A More Perfect Union

Posted by hyperpat on September 8, 2006

Just what is a government supposed to do? Why do we need to have one at all? The framers of the Constitution certainly had an idea of what functions and services a government should provide:

We the People of the United States, in Order to form a more perfect Union, establish Justice, insure domestic Tranquility, provide for the common defence, promote the general Welfare, and secure the Blessings of Liberty to ourselves and our Posterity, do ordain and establish this Constitution for the United States of America.

Justice, peace, defense, general welfare all sound like things most people want. But what about the very first item listed: a ‘more perfect Union’? Union implies a group, and here is where many people have problems. Humans do not exist very well as isolated individuals, they are very definitely a social species, in some aspects just like bees and ants. Societies have structures that allow for:

1. Specialization. All the members of the group don’t have to do or know everything, some members can dedicate their efforts to particular types of work that benefit all while receiving the same types of benefits from others of the group that specialize in other types of activities. Soldiers, policemen, scientists, doctors, plumbers, even cable tv repairmen – each can contribute to the overall benefit of the group.

2. Control: Rogue members of the group can be restrained or removed from the group by the actions of many against a few. Criminals, ‘undesirables’, someone ‘different’ from the majority – control can be both a gain to the society and an inequitable injustice to a minority.

3. Protection: a large group can more easily defend itself from both the ravages of nature and of other men than can individuals.

4. Continuity: The group lives on even though its individual members die off. Knowledge can be communicated and passed down.

In other words, one of the functions of government is to allow a group of individuals to band together to achieve the benefits described above. But as also alluded to above, these benefits come at a price: the individual must conform to the rules of the society. And here is where most of the conflict that plagues the human race comes from, as where the dividing line is drawn between what the individual wants and is allowed to do and what the group mandates for him.

The socialistic and capitalistic models of government are merely two points along this spectrum of division between individual and group.

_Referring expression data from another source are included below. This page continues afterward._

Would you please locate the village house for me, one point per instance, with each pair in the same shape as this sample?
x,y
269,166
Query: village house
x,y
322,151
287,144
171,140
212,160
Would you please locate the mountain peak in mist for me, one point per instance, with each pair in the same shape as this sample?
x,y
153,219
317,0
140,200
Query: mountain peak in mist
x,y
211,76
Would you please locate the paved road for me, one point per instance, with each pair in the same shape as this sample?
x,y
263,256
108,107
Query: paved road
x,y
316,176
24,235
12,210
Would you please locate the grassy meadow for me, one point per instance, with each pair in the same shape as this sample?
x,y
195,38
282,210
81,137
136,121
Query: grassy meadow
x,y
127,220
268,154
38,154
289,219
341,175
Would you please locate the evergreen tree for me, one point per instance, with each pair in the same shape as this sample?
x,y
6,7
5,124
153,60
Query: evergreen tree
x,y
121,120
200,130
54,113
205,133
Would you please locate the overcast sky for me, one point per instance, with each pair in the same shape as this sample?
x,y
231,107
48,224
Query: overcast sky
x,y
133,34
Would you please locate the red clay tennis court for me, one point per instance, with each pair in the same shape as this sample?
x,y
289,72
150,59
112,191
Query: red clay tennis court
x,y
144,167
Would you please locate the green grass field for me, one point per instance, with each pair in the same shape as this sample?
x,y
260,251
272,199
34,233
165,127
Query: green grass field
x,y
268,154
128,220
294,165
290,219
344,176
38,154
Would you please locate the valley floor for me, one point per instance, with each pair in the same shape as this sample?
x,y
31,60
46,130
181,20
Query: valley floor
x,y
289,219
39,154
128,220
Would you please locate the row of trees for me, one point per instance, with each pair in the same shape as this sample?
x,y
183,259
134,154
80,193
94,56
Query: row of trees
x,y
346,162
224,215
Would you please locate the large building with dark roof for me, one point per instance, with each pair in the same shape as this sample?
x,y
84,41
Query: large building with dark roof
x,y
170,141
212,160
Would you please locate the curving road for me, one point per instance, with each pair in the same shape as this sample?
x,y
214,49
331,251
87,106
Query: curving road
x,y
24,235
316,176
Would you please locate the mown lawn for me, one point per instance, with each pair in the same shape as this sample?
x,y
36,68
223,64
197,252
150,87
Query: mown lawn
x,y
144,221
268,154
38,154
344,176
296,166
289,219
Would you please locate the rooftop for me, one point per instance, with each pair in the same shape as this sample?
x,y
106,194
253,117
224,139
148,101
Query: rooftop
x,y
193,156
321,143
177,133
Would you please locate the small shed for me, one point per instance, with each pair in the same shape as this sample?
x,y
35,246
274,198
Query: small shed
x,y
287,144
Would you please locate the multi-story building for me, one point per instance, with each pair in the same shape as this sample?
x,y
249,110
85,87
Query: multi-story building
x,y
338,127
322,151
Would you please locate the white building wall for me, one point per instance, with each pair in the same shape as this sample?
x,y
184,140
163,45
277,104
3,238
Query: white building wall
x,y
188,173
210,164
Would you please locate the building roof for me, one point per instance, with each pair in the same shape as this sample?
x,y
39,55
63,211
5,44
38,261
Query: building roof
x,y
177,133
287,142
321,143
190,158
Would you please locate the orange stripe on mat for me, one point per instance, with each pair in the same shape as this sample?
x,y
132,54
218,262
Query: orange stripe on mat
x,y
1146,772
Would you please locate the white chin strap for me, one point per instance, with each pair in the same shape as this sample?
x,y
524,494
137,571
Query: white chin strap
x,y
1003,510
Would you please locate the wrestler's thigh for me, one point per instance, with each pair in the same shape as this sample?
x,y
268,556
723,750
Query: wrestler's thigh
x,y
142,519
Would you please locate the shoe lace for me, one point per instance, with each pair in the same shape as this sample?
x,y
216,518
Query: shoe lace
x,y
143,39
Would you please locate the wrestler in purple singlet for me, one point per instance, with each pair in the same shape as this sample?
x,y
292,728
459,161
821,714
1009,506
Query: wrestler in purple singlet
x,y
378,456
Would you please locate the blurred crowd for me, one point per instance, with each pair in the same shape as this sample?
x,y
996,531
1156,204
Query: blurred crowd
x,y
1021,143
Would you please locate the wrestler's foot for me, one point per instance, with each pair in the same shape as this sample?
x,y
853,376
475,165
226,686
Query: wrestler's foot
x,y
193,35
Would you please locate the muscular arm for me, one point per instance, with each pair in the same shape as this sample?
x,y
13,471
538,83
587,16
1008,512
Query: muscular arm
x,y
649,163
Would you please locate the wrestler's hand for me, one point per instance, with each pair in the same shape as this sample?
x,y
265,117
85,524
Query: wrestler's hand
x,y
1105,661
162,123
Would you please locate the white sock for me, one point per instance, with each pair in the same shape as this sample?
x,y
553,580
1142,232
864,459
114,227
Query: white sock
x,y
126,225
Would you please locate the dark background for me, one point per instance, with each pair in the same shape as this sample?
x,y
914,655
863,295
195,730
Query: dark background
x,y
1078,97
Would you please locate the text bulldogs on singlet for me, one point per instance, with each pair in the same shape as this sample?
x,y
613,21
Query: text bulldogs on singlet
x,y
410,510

As such, probably neither is perfect, and elements of one philosophy may be able to co-exist with the other.

Right now there is a certain amount of political discussion about two items that would affect almost everyone in America: Universal health care coverage and Social Security. Both of these programs have as their basis a socialistic ideal that people should not have weather all of life’s vagaries on their own, but that all should contribute to a general pool of funds that members can access when needed. Both these programs have merit; properly implemented they would, on average, improve the health and welfare of the entire group. Ayn Rand, in several of her books (Atlas Shrugged, The Virtue of Selfishness), railed against this type of thing, considering them the actions of ‘moochers’, people who don’t contribute anything of their own to society, taking from those who do produce, merely because they can. Or, in its more extreme form, “from each according to their abilities, to each according to their need”, the communistic ideal. But I think she underestimated the benefit that all can derive from carefully selected taxes on everyone, along with dismissing the true compassion humans, as social animals, can feel for another member of their group.

Social Security needs a more reliable funding method, and universal health care has yet to be implemented. Neither will happen unless a goodly number of Americans make it clear to their elected representatives that these are things they think should happen. Think about this. Think what type of government the Constitution’s framers were trying to create. Then tell your representative what your decisions are, and perhaps we will end up with ‘a more perfect Union’.